Dark and lonely images. Is this a style you normally explore?
Because I began writing a few months ago, after a thirty year hiatus, I haven’t settled into a style or genre. When an illusive ‘something’ triggers a story idea, I allow it full liberty. This story grew from an invasion of our backyard by two stray dogs. At the time I was home alone and our small dog wanted to challenge their rights to her yard. That night I dreamt about a lonely old woman coping with a pack of stray dogs. I awoke from the dream, rushed to the computer and the story wrote itself.
How long have you been writing and what stories are your favorites?
After college I knew fate meant me to become a famous author; but, fickle-fate delayed this event. My husband became seriously ill and I had to work in the ‘normal’ world to care for our three children. During the seventies, I wrote a weekly one thousand word newspaper column
called ‘Tidbits’. A mélange of gossip, opinions, current events and more opinions. For this venture, I earned nothing, except the gratitude of a tired editor and publisher. Among my favorite stories is a collection by Isaac Bashevis Singer. Every story he wrote, I cherish.
What authors do you return to again and again?
Agatha Christie because she gave birth to Miss Marple. Ann McCaffrey and her Dragon series, in which she created a complete society.

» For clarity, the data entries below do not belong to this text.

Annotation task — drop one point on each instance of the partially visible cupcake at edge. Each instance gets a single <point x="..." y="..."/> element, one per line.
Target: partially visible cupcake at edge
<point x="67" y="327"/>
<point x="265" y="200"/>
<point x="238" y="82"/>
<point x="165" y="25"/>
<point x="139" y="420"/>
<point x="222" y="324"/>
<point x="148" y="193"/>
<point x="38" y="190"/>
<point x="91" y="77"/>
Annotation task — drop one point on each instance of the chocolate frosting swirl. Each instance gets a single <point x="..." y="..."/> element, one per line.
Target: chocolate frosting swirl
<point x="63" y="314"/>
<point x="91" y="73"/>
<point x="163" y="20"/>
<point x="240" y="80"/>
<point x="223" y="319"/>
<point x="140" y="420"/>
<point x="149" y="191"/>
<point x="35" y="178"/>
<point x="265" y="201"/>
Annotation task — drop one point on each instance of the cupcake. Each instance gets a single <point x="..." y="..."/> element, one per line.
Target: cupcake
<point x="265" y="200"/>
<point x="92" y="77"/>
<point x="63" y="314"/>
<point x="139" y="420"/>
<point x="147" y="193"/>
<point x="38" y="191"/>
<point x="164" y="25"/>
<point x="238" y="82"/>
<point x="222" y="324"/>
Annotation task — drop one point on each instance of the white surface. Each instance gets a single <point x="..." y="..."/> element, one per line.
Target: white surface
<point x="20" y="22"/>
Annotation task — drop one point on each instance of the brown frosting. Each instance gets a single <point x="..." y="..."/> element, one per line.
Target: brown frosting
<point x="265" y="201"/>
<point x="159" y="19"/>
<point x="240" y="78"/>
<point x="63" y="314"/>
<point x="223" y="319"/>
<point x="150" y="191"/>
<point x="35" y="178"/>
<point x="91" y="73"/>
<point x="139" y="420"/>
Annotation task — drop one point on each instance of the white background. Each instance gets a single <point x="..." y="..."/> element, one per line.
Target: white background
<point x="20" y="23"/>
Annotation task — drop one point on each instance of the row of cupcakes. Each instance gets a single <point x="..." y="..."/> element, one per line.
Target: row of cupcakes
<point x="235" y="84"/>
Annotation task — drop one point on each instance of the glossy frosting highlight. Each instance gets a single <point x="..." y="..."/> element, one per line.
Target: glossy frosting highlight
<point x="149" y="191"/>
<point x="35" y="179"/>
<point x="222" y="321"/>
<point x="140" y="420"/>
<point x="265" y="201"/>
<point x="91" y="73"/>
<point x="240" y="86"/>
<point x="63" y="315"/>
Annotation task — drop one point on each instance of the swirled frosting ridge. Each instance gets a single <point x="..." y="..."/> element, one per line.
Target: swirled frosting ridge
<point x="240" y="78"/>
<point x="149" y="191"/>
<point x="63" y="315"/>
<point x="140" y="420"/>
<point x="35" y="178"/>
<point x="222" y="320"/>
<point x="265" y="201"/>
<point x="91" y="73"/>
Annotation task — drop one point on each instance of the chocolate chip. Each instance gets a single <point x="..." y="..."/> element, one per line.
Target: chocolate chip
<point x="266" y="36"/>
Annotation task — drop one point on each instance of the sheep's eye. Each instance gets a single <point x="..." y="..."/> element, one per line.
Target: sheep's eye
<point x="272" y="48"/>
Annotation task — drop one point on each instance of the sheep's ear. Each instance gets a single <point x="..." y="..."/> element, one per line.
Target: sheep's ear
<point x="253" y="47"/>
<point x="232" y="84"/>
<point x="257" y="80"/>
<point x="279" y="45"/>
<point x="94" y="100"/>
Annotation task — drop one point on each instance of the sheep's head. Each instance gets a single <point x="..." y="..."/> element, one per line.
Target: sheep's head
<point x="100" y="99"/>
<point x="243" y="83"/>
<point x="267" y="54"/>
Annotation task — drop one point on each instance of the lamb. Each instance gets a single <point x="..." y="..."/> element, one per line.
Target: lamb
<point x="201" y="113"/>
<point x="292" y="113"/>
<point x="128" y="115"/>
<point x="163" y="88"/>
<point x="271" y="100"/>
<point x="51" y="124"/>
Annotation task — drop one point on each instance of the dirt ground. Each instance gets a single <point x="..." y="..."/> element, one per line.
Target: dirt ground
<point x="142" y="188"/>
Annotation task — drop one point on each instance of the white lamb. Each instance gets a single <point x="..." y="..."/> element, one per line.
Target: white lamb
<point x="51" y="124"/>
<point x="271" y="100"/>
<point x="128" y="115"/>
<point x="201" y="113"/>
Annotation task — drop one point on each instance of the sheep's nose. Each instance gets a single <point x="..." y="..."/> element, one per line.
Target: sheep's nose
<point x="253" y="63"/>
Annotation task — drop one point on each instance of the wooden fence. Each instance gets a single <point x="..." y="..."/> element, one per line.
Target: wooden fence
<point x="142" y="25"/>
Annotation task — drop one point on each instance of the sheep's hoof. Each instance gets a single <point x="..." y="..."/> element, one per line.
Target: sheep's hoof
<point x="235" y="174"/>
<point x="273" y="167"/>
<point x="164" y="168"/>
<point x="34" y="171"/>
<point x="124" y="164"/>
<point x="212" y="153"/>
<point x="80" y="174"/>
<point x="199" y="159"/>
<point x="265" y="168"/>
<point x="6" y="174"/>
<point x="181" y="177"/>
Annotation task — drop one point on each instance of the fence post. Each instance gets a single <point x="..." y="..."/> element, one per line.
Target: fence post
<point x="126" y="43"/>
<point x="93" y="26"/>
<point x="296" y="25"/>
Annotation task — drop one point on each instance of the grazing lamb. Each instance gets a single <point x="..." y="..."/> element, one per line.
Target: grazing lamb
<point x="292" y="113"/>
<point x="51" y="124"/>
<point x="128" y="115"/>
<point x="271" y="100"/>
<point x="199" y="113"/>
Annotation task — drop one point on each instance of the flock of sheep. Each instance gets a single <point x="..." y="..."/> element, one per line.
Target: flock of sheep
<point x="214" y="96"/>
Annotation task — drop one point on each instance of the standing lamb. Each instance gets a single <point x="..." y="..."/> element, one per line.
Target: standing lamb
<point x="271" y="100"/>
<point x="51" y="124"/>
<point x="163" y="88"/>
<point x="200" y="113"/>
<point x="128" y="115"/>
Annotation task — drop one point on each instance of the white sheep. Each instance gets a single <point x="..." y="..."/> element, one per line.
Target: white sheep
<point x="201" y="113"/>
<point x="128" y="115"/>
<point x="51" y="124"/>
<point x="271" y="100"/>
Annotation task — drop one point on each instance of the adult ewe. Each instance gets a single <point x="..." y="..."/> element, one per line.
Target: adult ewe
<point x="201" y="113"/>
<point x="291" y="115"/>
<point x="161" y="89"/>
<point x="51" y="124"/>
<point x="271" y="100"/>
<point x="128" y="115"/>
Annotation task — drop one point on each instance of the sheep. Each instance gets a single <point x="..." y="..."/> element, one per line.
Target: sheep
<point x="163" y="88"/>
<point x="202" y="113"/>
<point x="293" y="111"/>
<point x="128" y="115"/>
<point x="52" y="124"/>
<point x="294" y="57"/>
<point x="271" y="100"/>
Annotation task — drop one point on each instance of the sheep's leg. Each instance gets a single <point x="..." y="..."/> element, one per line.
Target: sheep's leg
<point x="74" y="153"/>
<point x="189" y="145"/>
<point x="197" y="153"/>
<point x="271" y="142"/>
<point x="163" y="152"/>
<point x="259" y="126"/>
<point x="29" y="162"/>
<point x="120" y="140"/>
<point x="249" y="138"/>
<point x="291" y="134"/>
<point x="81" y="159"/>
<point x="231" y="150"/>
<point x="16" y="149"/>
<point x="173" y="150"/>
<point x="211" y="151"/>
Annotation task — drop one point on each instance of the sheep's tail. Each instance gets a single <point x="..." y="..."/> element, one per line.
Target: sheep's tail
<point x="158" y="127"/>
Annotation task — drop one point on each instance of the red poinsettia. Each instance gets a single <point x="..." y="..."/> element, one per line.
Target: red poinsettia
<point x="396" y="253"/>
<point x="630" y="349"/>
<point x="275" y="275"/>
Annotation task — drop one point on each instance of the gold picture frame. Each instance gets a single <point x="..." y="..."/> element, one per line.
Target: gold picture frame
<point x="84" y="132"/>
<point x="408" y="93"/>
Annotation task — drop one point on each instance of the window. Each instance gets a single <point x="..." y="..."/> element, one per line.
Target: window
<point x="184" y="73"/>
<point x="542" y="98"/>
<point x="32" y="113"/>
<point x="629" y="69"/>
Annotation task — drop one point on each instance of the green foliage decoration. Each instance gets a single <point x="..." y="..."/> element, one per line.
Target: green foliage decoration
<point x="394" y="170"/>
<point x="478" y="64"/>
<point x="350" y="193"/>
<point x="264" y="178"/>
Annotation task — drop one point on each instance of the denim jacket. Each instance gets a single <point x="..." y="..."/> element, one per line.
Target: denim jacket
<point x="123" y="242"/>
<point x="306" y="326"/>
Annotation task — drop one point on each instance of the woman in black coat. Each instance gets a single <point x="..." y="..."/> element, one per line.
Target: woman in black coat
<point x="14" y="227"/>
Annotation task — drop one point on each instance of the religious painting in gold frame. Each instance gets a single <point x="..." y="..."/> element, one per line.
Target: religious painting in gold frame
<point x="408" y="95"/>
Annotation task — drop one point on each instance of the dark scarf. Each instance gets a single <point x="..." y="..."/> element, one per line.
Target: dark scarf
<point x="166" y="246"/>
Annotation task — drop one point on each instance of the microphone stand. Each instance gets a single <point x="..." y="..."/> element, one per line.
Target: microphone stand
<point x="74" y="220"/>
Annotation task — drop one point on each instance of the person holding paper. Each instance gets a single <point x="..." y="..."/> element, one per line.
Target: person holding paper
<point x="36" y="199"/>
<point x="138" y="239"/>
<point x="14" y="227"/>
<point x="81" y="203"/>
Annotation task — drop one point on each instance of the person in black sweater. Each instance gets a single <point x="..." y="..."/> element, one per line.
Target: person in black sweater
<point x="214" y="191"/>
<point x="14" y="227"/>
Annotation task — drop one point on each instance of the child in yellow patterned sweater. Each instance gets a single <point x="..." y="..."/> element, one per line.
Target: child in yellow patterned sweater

Harlan Ellison, Frank Herbert, Kurt Vonnegut, Ursula LeGuin, for their daring dreams.
What do you feel flash stories accomplish that longer stories or poetry cannot?
I think Kurt Vonnegut made the statement, “If it doesn’t move the story forward don’t include it”. Within a flash, every word and the structure of each sentence has to move the story forward. This is their challenge to the writer and their reward for the reader.